Upon written request, you have the right to inspect and copy
your own Health Information contained in a designated record set,
maintained by CSMHC. A
"designated record set" contains medical and billing
records and any other records that CSMHC uses for making decisions
about you. However,
CSMHC is not required to provide you access to all the Health
Information that we maintain. For
example, this right of access does not extend to certain
psychotherapy notes, or information compiled in reasonable
anticipation of, or for use in, a civil, criminal or administrative
proceeding. Where permitted by the Privacy Rules, you may request
that certain denials to inspect and copy your Health Information be
reviewed. If you
request a copy or summary of explanation of your Health Information,
CSMHC will charge you a reasonable fee for copying costs, including
the cost of supplies and labor, postage, and any other associated
costs in preparing the summary or explanation.
-
Right
to Request Restrictions on the Use and Disclosure of Your Health
Information. You
have the right to request restrictions on the use and disclosure of
your Health Information for treatment, payment and health care
operations, as well as disclosures to persons involved in your care
or payment for your care, such as family members or close friends.

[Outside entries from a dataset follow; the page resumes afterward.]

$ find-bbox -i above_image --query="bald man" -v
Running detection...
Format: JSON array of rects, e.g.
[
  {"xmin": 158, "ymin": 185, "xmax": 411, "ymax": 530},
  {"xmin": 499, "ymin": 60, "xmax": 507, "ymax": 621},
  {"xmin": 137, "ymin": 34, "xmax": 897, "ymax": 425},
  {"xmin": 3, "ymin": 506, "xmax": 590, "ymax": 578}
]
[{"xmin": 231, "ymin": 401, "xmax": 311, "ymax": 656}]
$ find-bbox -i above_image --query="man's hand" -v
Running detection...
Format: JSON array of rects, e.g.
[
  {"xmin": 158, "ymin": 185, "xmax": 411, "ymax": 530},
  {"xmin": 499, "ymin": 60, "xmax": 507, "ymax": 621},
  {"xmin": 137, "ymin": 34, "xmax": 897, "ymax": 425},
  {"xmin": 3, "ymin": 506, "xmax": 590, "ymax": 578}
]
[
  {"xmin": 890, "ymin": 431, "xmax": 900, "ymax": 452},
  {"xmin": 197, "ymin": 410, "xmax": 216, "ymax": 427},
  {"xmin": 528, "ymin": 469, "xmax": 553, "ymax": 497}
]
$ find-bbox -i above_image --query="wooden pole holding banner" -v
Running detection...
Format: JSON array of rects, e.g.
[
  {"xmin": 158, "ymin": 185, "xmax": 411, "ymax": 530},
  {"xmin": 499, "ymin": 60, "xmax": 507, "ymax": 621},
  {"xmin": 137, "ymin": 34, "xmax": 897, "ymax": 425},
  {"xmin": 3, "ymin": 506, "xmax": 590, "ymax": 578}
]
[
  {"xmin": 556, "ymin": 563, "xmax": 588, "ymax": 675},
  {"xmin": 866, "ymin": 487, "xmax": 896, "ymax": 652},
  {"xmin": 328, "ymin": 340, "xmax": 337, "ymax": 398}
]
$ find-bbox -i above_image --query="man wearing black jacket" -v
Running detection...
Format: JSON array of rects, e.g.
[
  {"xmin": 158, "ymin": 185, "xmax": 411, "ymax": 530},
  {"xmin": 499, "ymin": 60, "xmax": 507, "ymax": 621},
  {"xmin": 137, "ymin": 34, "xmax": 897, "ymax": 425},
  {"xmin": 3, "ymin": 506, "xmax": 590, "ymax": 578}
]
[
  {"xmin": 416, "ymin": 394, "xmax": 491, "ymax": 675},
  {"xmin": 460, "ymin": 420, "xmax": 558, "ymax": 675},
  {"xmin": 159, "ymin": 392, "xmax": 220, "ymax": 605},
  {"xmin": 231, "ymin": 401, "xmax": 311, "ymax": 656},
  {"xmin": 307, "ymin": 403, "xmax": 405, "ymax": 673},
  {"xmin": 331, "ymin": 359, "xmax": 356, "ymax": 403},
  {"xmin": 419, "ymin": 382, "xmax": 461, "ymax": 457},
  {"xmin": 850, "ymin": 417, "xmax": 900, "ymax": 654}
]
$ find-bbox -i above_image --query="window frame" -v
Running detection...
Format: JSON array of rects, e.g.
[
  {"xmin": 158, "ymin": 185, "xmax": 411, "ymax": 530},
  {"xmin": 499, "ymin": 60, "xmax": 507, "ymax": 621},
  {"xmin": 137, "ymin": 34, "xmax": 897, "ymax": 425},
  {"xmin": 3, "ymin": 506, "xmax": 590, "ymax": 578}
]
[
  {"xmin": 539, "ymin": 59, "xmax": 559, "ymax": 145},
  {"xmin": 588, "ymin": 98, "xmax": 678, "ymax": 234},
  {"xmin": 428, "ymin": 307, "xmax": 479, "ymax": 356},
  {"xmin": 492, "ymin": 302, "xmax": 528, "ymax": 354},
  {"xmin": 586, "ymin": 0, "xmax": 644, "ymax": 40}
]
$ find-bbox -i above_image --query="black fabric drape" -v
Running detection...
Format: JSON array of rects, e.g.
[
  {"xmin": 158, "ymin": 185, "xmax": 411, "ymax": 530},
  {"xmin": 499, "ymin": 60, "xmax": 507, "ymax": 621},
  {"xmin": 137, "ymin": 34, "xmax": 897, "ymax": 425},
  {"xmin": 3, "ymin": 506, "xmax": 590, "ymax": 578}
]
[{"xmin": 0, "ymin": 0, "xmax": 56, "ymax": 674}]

CSMHC will consider, but do not have to agree to, such requests.
However, some requests for restrictions regarding payment for
your care, may result in termination of your services from Chilton
Shelby Mental Health Center.
-
Right
to Request an Amendment of Your Health Information. You have the right to request an amendment of your Health
Information. CSMHC may deny your request if CSMHC determines that
you have asked us to amend information that:
was not created by us, unless the person or entity that
created the information is no longer available; is not Health
Information maintained by or for CSMHC; is Health Information that
you are not permitted to inspect or copy; or CSMHC determines that
the information is accurate and complete.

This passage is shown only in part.